Under the bill the child of a lesbian couple would have the names of the "mother and mother" on its birth certificate instead of the "mother and father".
Under the bill the child of a lesbian couple would have the names of the "mother and mother" on its birth certificate instead of the "mother and father". AFP / Philippe LOPEZ

Thousands of people prepared to descend on Paris on Sunday to protest a government plan to let single women and lesbians become pregnant with fertility treatments, the first major social reform since France legalised gay marriage in 2013.

Organisers say they are hoping 100,000 will turn out against a law heading to the Senate this month, after it was approved by the lower house of parliament in September.

President Emmanuel Macron pledged during his 2017 election campaign to push the law despite deep resistence among right-wing opponents as well as conservative Roman Catholics and other religious groups.

They had mobilised massively in 2012 and 2013 against a move by Macron's Socialist predecessor Francois Hollande to legalise marriage for homosexual couples, with one Paris protest attracting 340,000 people according to police.

But that law did not allow lesbian couples or single women to have children via in-vitro fertilisation or other medically assisted means, long a taboo in France.

Many women have instead been forced to go abroad for such treatments, and French courts had refused to recognise the second mother's maternity rights in the case of same-sex couples.

Under the proposed law, France's healthcare system would cover the cost of the procedure for all women under 43.

It also would allow children conceived with donated sperm to find out the donor's identity when they turn 18, a change from the country's strict donor anonymity protections.

If approved, the law would bring French legislation in line with other European nations including Britain, Spain, Portugal, the Netherlands, Ireland, Belgium and Scandinavian countries, which authorise medically-assisted procreation for all women.

'Much less divided'

Opponents say the law deprives children of a necessary paternal figure and threatens a traditional family structure, and would open the door to legalising surrogacy, including for gay men.

Protest organisers have chartered two high-speed TGV trains and around 100 buses to bring people to Paris on Sunday, where they plan to rally outside the Senate at 1:00 pm (1100 GMT) before marching to the monolithic Tour Montparnasse skyscraper.

"It's not going to be derisory. It will probably be comparable to the first protest (against gay marriage) in 2012, with around 100,000 people," said Pascale Moriniere, president of the Association of Catholic Families (AFC).

Her group and others say they have distributed some three million flyers against the law in recent weeks.

But analysts say French society has become more acceptive of non-traditional families since 2012, noting for example a vote by National Assembly lawmakers last week to officially recognise the parenthood of a couple who had twins in the US via a surrogate.

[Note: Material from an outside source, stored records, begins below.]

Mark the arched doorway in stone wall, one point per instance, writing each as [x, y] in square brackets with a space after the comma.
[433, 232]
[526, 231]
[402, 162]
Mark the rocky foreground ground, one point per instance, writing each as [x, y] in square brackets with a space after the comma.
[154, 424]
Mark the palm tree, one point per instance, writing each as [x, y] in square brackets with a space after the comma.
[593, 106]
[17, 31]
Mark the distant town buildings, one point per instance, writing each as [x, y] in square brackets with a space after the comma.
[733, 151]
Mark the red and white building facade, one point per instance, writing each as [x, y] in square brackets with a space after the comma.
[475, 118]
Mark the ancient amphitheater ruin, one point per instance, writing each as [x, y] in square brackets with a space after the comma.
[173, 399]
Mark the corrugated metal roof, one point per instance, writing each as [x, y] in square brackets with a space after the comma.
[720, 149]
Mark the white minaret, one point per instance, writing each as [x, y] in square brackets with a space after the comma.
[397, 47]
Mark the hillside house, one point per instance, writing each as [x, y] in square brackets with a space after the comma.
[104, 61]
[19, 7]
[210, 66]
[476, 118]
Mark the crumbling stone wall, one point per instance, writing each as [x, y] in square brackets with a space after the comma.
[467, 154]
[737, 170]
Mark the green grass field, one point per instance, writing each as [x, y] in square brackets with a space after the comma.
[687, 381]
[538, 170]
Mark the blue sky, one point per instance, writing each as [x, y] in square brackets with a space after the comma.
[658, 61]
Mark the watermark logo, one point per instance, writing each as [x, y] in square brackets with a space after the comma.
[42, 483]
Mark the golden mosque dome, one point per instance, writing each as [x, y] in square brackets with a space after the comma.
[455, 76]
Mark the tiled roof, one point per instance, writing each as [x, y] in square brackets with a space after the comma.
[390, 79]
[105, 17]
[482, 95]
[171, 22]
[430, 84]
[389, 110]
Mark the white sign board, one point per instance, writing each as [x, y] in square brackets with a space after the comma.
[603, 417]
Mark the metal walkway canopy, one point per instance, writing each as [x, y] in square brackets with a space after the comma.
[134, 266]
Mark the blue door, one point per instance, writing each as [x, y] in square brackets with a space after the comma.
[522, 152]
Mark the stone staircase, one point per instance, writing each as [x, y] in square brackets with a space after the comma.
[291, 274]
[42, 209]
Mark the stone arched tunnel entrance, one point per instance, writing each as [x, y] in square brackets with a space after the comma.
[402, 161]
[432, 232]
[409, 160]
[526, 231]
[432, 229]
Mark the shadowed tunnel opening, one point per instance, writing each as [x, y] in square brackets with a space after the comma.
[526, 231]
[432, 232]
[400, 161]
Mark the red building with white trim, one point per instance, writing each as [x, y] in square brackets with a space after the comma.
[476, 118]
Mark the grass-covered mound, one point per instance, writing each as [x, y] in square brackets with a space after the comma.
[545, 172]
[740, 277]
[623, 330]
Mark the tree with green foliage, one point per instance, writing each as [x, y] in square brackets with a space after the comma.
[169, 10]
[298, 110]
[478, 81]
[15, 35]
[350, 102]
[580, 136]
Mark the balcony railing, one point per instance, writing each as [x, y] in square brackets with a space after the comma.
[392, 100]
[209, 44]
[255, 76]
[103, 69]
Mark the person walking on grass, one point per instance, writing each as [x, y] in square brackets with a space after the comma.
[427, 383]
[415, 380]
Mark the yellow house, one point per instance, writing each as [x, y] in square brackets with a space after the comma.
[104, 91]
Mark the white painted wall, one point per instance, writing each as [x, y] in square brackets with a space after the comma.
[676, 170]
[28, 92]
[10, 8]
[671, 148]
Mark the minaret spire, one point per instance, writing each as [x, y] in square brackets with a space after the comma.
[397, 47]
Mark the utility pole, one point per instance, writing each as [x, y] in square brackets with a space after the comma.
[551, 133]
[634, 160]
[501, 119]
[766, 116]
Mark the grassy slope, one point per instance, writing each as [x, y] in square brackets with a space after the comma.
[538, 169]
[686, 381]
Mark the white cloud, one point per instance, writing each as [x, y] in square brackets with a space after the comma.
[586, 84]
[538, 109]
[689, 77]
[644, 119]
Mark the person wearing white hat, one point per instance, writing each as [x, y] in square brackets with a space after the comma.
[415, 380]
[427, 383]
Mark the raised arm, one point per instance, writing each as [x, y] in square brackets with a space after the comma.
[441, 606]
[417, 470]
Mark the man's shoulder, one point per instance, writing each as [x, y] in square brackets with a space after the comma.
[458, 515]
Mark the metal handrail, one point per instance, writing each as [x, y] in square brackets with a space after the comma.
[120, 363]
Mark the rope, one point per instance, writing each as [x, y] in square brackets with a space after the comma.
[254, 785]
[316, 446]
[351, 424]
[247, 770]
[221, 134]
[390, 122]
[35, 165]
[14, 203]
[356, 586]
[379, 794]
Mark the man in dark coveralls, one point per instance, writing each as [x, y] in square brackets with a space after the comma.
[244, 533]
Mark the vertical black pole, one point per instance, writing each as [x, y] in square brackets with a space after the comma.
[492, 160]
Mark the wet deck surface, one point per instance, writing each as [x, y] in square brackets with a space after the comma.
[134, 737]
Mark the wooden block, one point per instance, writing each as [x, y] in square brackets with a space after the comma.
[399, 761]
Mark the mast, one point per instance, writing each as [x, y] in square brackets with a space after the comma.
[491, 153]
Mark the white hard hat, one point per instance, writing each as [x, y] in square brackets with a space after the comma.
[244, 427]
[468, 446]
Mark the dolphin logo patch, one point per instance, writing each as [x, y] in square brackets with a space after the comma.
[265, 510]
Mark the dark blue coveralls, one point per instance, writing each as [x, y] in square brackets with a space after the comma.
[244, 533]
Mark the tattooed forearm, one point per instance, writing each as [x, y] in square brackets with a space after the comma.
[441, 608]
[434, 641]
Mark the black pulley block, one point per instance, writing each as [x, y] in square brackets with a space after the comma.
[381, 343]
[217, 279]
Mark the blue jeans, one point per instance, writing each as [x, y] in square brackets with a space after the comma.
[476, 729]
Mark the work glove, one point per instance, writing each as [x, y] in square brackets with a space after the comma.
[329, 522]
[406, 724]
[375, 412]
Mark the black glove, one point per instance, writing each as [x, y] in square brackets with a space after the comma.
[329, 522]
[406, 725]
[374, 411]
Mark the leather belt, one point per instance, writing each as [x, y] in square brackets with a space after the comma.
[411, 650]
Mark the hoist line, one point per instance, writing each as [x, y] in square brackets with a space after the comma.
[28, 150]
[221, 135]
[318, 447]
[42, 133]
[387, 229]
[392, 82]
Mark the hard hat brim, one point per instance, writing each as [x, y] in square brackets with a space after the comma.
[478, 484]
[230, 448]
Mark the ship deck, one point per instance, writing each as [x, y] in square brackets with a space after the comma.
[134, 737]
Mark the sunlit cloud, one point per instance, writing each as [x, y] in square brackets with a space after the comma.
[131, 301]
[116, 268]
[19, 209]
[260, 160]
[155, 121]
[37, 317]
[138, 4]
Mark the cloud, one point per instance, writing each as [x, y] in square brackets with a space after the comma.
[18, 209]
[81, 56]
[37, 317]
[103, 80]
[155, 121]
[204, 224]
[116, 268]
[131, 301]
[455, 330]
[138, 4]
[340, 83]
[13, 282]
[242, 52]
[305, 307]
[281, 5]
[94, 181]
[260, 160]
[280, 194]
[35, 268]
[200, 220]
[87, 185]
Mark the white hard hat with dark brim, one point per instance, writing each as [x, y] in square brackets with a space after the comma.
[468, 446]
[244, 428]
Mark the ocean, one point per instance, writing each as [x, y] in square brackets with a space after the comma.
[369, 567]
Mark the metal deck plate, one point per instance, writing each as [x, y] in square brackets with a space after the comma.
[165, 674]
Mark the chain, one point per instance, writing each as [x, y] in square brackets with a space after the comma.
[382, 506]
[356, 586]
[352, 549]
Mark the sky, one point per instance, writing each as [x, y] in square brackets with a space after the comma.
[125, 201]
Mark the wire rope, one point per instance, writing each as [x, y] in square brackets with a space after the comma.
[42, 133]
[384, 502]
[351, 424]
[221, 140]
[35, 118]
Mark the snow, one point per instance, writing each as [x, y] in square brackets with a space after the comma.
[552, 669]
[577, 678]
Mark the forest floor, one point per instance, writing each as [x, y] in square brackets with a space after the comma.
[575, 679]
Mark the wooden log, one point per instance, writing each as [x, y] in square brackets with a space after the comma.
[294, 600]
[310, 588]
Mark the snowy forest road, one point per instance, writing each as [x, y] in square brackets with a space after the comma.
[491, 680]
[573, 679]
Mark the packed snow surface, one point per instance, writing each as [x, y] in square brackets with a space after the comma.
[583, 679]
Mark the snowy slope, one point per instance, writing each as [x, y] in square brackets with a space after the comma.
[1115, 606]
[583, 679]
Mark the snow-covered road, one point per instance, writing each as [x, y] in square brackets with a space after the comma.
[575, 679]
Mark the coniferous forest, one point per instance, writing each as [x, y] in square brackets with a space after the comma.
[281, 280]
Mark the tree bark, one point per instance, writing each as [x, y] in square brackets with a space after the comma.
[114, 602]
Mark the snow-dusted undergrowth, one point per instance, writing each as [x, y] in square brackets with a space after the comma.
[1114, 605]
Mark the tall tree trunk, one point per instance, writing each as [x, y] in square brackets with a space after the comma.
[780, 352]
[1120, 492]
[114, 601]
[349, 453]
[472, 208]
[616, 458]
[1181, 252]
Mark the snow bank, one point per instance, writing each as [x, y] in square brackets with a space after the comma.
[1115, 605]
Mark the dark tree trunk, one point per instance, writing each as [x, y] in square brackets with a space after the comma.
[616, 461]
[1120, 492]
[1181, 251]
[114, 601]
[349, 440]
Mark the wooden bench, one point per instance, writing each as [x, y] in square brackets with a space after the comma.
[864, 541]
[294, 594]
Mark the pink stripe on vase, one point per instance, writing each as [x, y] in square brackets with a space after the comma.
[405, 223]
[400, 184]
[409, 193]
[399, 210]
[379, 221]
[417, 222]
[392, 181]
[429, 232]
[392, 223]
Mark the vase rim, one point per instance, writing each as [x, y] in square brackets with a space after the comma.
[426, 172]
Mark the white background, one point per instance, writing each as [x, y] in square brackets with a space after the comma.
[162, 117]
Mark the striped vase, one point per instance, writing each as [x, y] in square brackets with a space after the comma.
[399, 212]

An Ifop poll in September found that 68 percent approved IVF and other medically assisted procreation (MAP) for single women, and 65 percent for lesbian couples.

"It's hard to predict what will happen Sunday but public opinion is much less divided on MAP than on gay marriage," Frederic Dabi, an Ifop director, told AFP.

Gerard Larcher, the right-wing president of the Senate who protested against the gay marriage law six years ago, is not expected to attend the rally Sunday.

"The people demonstrating will be doing it more out of moral conviction, a sense of duty, rather than to try to make the government back down," said Yann Raison de Cleuziou, a sociologist who has studied the conservative Catholic movement against the family reforms.